I lived near an airport growing up and had the same experience. My money is on jedicus's explanation. I remember driving past an antenna that my dad described as being a navigation beacon. Looked like this:
http://www.freqofnature.com/aviation/images/vormzb.jpg
posted by cosmicbandito at 12:01 PM on July 23, 2010


You are almost certainly hearing the Morse identifier of a VORTAC, which start at 108.0 MHz.
posted by pjern at 2:27 PM on July 23, 2010 [1 favorite]

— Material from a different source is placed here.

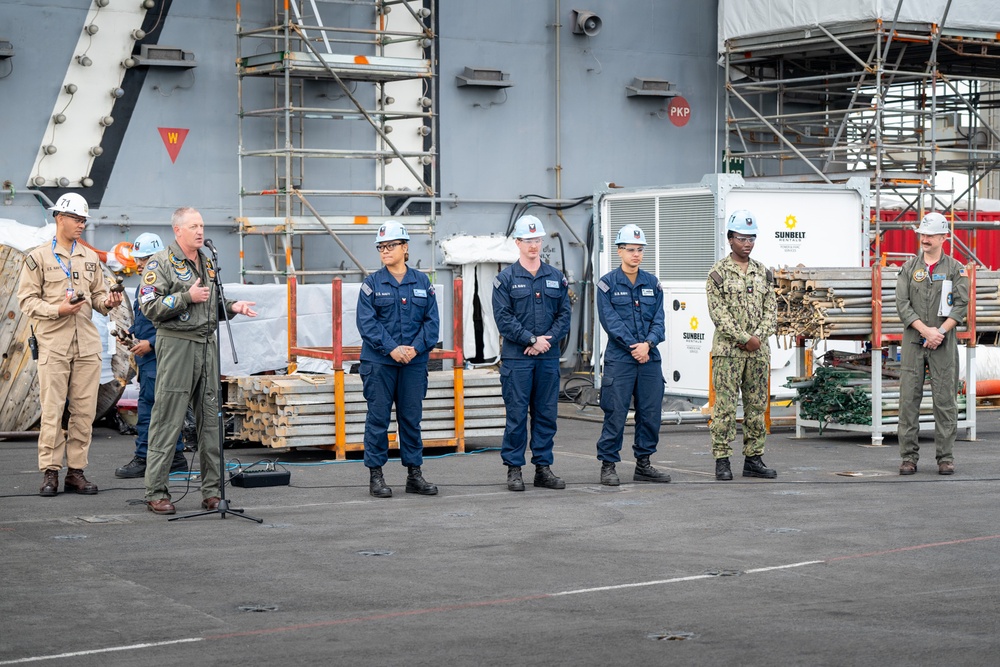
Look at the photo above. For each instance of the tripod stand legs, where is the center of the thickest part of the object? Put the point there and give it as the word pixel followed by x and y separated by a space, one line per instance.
pixel 223 509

I'm with pjern. According to the Airnav database, there are no US VOR's operating at 108.0 MHz exactly, but the following US VOR's operate at 108.2:

NOGALES, AZ
OXNARD, CA
DENVER, CO
DURANGO, CO
HARTFORD, CT
LEWISTON, ID
BLOOMINGTON/NORMAL, IL
DODGE CITY, KS
ROBINSON, KS
MYSTIC, KY
SHREVEPORT, LA
WORCESTER, MA
BAD AXE, MI
NEWBERRY, MI
AUSTIN, MN
EVELETH, MN
BROKEN BOW, NE
LAS VEGAS, NV
WINNEMUCCA, NV
ALBANY, NY
GENESEO, NY
FINDLAY, OH
ROSEBURG, OR
SEVEN SPRINGS, PA
YARDLEY, PA
PROVIDENCE, RI
CHESTERFIELD, SC
FORT WORTH, TX
LLANO, TX
MIDLAND, TX
VERNAL, UT
ST CROIX, VI
NEWCASTLE, WY
posted by Dimpy at 6:54 PM on July 23, 2010


Response by poster: It appears that it could have been some kind of "test tone" signal coming from the Brooke VOR station. However it was definitely not morse code. The Brooke VOR broadcasts its morse code ident (BRV) on 114.5MHz.